Posts Tagged: ‘Phishing’

Scam of the day – August 26, 2015 – Bank of America security message scam

August 26, 2015 Posted by Steven Weisman, Esq.

This is another phishing scam that is making the rounds these days.  It appears to be a legitimate email from Bank of America informing you that due to upgrades being done to the Bank of America computer systems, it is necessary for you to confirm personal account information in order to maintain your account.  Of course, if you click on the link contained in the email, you will only succeed in either unwittingly downloading keystroke logging malware that will steal your personal information from your computer and use it to make you a victim of identity theft or you will be sent to another website that prompts you to provide your personal information directly, which then wil be used to make you a victim of identity theft.  Either way you lose.  Here is a copy of the email presently being circulated:

“Member:

We need you to confirm your Bank of America account due to our new upgrading.

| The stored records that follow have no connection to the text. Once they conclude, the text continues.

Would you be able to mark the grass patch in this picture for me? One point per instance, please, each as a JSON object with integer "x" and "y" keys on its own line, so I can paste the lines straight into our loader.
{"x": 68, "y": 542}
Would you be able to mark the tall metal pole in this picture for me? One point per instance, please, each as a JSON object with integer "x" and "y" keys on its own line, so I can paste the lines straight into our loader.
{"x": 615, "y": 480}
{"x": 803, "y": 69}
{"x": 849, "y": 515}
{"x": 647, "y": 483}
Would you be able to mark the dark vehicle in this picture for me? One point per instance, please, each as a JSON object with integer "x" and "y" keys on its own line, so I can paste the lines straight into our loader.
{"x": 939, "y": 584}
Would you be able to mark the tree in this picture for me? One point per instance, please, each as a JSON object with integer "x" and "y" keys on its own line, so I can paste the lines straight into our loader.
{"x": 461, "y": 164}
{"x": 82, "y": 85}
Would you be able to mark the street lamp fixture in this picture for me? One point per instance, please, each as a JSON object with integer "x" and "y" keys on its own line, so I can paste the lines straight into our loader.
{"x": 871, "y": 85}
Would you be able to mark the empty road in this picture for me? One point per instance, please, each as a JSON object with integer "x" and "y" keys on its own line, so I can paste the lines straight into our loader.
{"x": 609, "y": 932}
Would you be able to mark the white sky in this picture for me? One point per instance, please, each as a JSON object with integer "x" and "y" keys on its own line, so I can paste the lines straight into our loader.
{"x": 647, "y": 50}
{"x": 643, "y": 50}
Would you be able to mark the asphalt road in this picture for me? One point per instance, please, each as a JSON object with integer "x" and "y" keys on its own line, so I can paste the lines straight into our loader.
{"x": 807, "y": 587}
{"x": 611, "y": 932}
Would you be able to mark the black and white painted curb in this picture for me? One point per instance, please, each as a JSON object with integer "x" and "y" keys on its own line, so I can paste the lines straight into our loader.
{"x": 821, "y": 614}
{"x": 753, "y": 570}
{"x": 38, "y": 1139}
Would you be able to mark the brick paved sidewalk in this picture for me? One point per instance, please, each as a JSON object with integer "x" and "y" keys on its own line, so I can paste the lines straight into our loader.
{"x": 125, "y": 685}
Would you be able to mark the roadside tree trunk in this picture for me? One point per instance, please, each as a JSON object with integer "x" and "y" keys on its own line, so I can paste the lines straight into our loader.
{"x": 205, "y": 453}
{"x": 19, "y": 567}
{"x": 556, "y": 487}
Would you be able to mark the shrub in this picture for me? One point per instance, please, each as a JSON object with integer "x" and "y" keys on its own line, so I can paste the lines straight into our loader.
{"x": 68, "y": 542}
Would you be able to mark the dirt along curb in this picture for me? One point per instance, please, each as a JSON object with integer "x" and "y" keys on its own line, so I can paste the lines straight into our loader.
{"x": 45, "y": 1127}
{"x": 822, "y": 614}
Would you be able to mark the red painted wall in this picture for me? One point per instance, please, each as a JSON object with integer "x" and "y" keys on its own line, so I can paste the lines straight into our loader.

It is mandatory that you confirm your details through our secure link below.

CONNECT
Thank you for your co-operation.
Bank of America Admin
Copyright © 2015 BOA Inc.”

TIPS

There are a number of ways to know that this is a phishing scam.  First of all, if you are not an account holder at Bank of America, you can rest assured that the email is a scam.  Unfortunately, there are so many people that are account holders at Bank of America, the scammers just send out the email in large numbers hoping to reach Bank of America account holders among the random people being sent the email.  The email address from which it is sent was not that of Bank of America, but rather that of a private individual whose email account was hacked, taken over and made part of a botnet to send these emails in large numbers.  Because you can never be sure whenever you receive an email that asks you to provide personal information whether it is legitimate or not, the best thing to do is to remember my motto, “trust me, you can’t trust anyone” and confirm whether it is legitimate or not by calling the real company, in this case Bank of America to learn whether or not the email is phony or not.  Chances are, you will be told that it is a scam.

Scam of the day – August 15, 2015 – Paypal email phishing scam

August 14, 2015 Posted by Steven Weisman, Esq.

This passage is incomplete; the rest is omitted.